Now we have this - she was apparently 15 last night and unarmed:
But now she's a year older, built like a brick **** house (relative to the other girl) and in the process of trying to stab someone.... screw that, this isn't something that should be national news, this is pure race-baiting nonsense.
Now look at what the NYT does to Ben [race baiter] Crump's tweet:
When they could actually report the cull context of the comments and then make the obvious correction. He's commenting on an apparently unarmed 15 year old and that isn't what happened.

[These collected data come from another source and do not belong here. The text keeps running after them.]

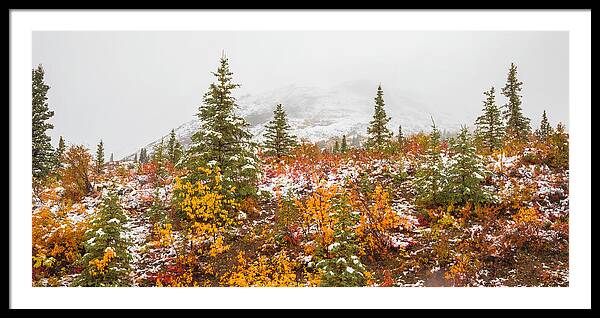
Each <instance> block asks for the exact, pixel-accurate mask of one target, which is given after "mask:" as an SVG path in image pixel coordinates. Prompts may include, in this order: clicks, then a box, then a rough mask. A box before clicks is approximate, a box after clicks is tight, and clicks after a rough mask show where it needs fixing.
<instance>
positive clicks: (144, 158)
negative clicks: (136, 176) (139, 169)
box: [140, 148, 148, 163]
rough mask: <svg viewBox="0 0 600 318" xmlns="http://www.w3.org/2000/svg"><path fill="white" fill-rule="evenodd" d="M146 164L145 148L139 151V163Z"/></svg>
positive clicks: (146, 158) (145, 154)
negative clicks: (142, 163) (139, 160)
mask: <svg viewBox="0 0 600 318" xmlns="http://www.w3.org/2000/svg"><path fill="white" fill-rule="evenodd" d="M146 162H148V154H147V153H146V148H142V149H140V163H146Z"/></svg>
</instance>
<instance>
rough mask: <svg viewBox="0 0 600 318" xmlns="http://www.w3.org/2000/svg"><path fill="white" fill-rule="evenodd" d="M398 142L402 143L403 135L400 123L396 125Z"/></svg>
mask: <svg viewBox="0 0 600 318" xmlns="http://www.w3.org/2000/svg"><path fill="white" fill-rule="evenodd" d="M398 143H399V144H400V146H402V144H403V143H404V135H403V134H402V125H398Z"/></svg>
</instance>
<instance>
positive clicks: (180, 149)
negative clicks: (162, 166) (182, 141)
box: [173, 140, 185, 164]
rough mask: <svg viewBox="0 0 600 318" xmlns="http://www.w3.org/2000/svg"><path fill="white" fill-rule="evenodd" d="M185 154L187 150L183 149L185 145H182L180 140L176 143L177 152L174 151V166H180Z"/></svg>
mask: <svg viewBox="0 0 600 318" xmlns="http://www.w3.org/2000/svg"><path fill="white" fill-rule="evenodd" d="M184 154H185V149H184V148H183V145H181V143H180V142H179V140H177V142H175V150H173V164H178V163H179V161H180V160H181V158H182V157H183V156H184Z"/></svg>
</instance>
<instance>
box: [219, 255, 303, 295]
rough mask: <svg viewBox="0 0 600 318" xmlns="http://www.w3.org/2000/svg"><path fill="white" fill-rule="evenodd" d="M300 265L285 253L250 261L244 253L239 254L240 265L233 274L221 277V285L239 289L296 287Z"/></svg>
mask: <svg viewBox="0 0 600 318" xmlns="http://www.w3.org/2000/svg"><path fill="white" fill-rule="evenodd" d="M297 267H298V263H297V262H295V261H293V260H291V259H289V258H288V256H287V254H286V253H285V252H282V253H281V254H279V255H276V256H273V257H271V258H268V257H266V256H259V257H258V259H256V260H254V261H252V262H251V261H250V260H248V259H247V258H246V257H245V256H244V252H240V253H239V254H238V264H237V266H236V267H235V268H234V269H233V271H232V272H230V273H227V274H225V275H224V276H222V277H221V284H222V285H225V286H239V287H250V286H253V287H282V286H287V287H295V286H299V285H298V282H297V281H296V273H295V270H296V268H297Z"/></svg>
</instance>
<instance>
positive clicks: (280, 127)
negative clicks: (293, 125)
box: [265, 104, 296, 158]
mask: <svg viewBox="0 0 600 318" xmlns="http://www.w3.org/2000/svg"><path fill="white" fill-rule="evenodd" d="M289 131H290V125H289V124H288V120H287V115H286V113H285V110H284V109H283V106H282V105H281V104H278V105H277V106H276V107H275V110H274V111H273V119H272V120H271V121H270V122H269V123H267V125H266V132H265V138H266V141H265V148H266V149H267V151H265V153H266V154H267V155H270V156H275V157H277V158H281V157H282V156H284V155H287V154H289V152H290V150H291V149H292V148H293V147H295V146H296V137H295V136H293V135H290V133H289Z"/></svg>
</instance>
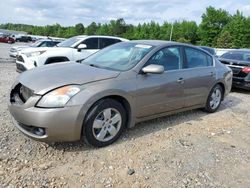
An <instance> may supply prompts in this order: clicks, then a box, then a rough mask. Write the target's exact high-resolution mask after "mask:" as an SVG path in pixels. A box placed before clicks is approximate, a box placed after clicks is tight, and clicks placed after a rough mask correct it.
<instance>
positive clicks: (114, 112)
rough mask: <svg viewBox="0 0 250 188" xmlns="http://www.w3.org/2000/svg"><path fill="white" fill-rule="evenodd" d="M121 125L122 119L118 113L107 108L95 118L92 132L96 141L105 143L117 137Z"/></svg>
mask: <svg viewBox="0 0 250 188" xmlns="http://www.w3.org/2000/svg"><path fill="white" fill-rule="evenodd" d="M121 124H122V117H121V114H120V112H119V111H117V110H116V109H114V108H107V109H104V110H103V111H102V112H100V113H99V114H98V115H97V116H96V118H95V120H94V123H93V127H92V132H93V135H94V137H95V138H96V139H97V140H99V141H101V142H107V141H109V140H111V139H113V138H114V137H115V136H116V135H117V133H118V132H119V130H120V128H121Z"/></svg>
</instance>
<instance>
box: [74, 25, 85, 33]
mask: <svg viewBox="0 0 250 188" xmlns="http://www.w3.org/2000/svg"><path fill="white" fill-rule="evenodd" d="M75 31H76V33H77V35H82V34H84V26H83V24H82V23H78V24H76V25H75Z"/></svg>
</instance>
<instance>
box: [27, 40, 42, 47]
mask: <svg viewBox="0 0 250 188" xmlns="http://www.w3.org/2000/svg"><path fill="white" fill-rule="evenodd" d="M42 42H43V41H40V40H38V41H36V42H35V43H33V44H31V45H30V46H31V47H38V46H40V44H41V43H42Z"/></svg>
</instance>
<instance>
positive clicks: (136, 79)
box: [136, 46, 184, 118]
mask: <svg viewBox="0 0 250 188" xmlns="http://www.w3.org/2000/svg"><path fill="white" fill-rule="evenodd" d="M150 64H158V65H162V66H164V70H165V71H164V73H162V74H138V76H137V79H136V85H137V93H136V106H137V108H138V109H137V113H136V117H137V118H142V117H146V116H150V115H155V114H161V113H164V112H167V111H173V110H177V109H180V108H182V107H183V106H184V100H183V86H182V83H181V81H180V80H179V78H181V74H182V73H181V68H182V64H183V57H182V54H181V50H180V47H178V46H173V47H166V48H163V49H161V50H159V51H158V52H156V53H155V54H154V55H153V56H152V57H151V58H150V59H149V61H148V62H147V63H146V64H145V65H144V67H145V66H147V65H150Z"/></svg>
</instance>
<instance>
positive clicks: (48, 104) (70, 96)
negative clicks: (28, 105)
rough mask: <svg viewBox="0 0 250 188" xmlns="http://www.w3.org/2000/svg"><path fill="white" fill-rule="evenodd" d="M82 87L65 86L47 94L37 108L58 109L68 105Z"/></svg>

It seems like, if you want more honest opinion pieces on this area you'd need to turn to smaller publications that value a bit more rigour and intellectual honesty over hype - this story by Coleman Hughes again seems relevant:
https://www.city-journal.org/reflections-on-race-riots-and-police
His conclusion is grim:
A third factor (not unique to America) is that we live in the smartphone age. Which means that there are millions of cameras at the ready to ensure that the next police shooting goes viral. Overall, this is a good thing. It means that cops can no longer reliably get away with lying about their misbehavior to escape punishment. (And that the claims of those accusing police in such situations will face objective video scrutiny.) But it also means that our news feeds are perpetually filled with outlier events presented to us as if they were the norm. In other words, we could cut the rate of deadly shootings by 99 percent, but if the remaining 1 percent are filmed, then the public perception will be that shootings have remained steady. And it is the public perception, more than the underlying reality, that provokes riots.
Combine all three of these observations and one arrives at a grim conclusion: as long as we have a non-zero rate of deadly shootings (a virtual certainty), and as long as some shootings are filmed and go viral (also a virtual certainty), then we may live in perpetual fear of urban unrest for the foreseeable future.
It is the media that controls a lot of that aspect, most of the general public is borderline innumerate when it comes to the stats - "all lives matter" types will point out that more white people are killed, "black lives matter" people will point out that black people are killed at a higher rate relative to the population.... in reality, what we should be more interested in is relative to police encounters, or perhaps more specifically (at least when it comes to shootings), police encounters involving violent suspects.